One day, I’m going to break that mouth of his.
And the truly fucked-up part? I’m not sure which outcome scares me more.
Thank fuck, my phone vibrates, dragging me back before I do something irreversible. I glance down, grateful for the interruption.
This time it’s not my agent, but Team Ops.
ORCAS OPS: Welcome to Portland. You and Winthrop will be available for joint media tomorrow morning. Please confirm attendance. Details to follow.
My eyes narrow.
Joint? What the fuck?
“Fuck,” Cally mutters from the backseat, all bravado evaporating into suspicion. “What exactly are they doing?”
Ves leans forward between the seats, concern threading through her usual brightness. “What do you mean?”
“We have a joint press conference tomorrow?” I ask, already knowing the answer and hating it.
“Yep,” Cally says. “Like we’re a team or something.”
“I think . . .” I exhale through my nose, slow, controlled.

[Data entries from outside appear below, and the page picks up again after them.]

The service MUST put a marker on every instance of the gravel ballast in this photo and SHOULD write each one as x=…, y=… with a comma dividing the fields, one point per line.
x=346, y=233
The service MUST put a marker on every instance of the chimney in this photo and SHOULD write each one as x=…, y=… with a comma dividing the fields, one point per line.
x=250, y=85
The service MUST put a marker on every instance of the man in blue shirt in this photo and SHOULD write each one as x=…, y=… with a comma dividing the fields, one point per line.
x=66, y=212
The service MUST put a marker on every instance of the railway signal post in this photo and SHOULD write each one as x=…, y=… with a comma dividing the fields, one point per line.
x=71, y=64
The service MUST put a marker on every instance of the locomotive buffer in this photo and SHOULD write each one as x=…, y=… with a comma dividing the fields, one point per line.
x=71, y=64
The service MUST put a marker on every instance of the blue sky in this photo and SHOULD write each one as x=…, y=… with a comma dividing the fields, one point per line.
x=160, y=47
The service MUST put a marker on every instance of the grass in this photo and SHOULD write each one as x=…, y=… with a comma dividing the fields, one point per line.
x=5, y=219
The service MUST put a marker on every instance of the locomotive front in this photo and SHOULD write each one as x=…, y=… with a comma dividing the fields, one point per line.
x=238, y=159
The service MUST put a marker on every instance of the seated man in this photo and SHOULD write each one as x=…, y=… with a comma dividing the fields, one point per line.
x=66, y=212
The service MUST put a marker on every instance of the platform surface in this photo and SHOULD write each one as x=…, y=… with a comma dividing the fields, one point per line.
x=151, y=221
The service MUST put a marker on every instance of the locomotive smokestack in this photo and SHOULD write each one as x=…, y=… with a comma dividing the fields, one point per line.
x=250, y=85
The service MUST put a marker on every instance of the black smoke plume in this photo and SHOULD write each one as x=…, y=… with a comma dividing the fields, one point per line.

“My guess is that they didn’t just trade for you.
Or me. They traded for the story. Rivals forced to cooperate.
Big names. Instant headlines. They’ll spin it like destiny and call it marketing while expecting us to play nice for the cameras—or fight if that’s what will sell. ”
Ves groans. “So . . . matching jerseys and fake smiles with the hope that you might kill each other on the ice?”
“Exactly,” Cally says. “A trap wrapped in merch and autographs with good example—or full-blown rivalry.”
My jaw sets. “If Aldridge thinks this is cute, I swear I’ll personally introduce his face to the boards.”
Cally leans in, voice lower now, stripped of humor and edged with something that cuts cleaner than a blade. “I’ll help you, big guy.”
I glance at him in the mirror.
He’s smiling—but it’s different now. Not teasing. Not playful. Something aligned. Dangerous. Like he’s not just flirting anymore. Like he means it.
For one electric second, the rivalry tilts. That’s when it hits me—the worst, most inconvenient truth of all.
If we ever stop trying to tear each other apart . . . we won’t burn.
We’ll detonate.
And for one suspended breath, I want to see what it would feel like not to fight.
To close the distance. To press him back against the side of the car and kiss him like it’s the last minute of overtime and we’re already losing.
Just once. Just to shut him up.
Just to stop pretending I don’t think about it.
His mouth, his hands, the way he looks at me like he already knows—
Fuck.
But I won’t, because that’s not me.
That’s not who I am.
I don’t want him.
I don’t.
Not like that.
My jaw clenches so hard it might crack.
I can’t move.
I can’t even look at him.
He’s behind me, lounging in the back seat like this isn’t a fucking funeral procession for my sanity. That mouth of his still tipped in that smug, flirty curve—like he knows what he’s done. Like he’s testing me. Poking at every bruise I thought I buried.
But I’m not playing. This isn’t me.
Not with him—or anyone for that matter.
Not again.
But fuck, for one dangerous second, I wish I could.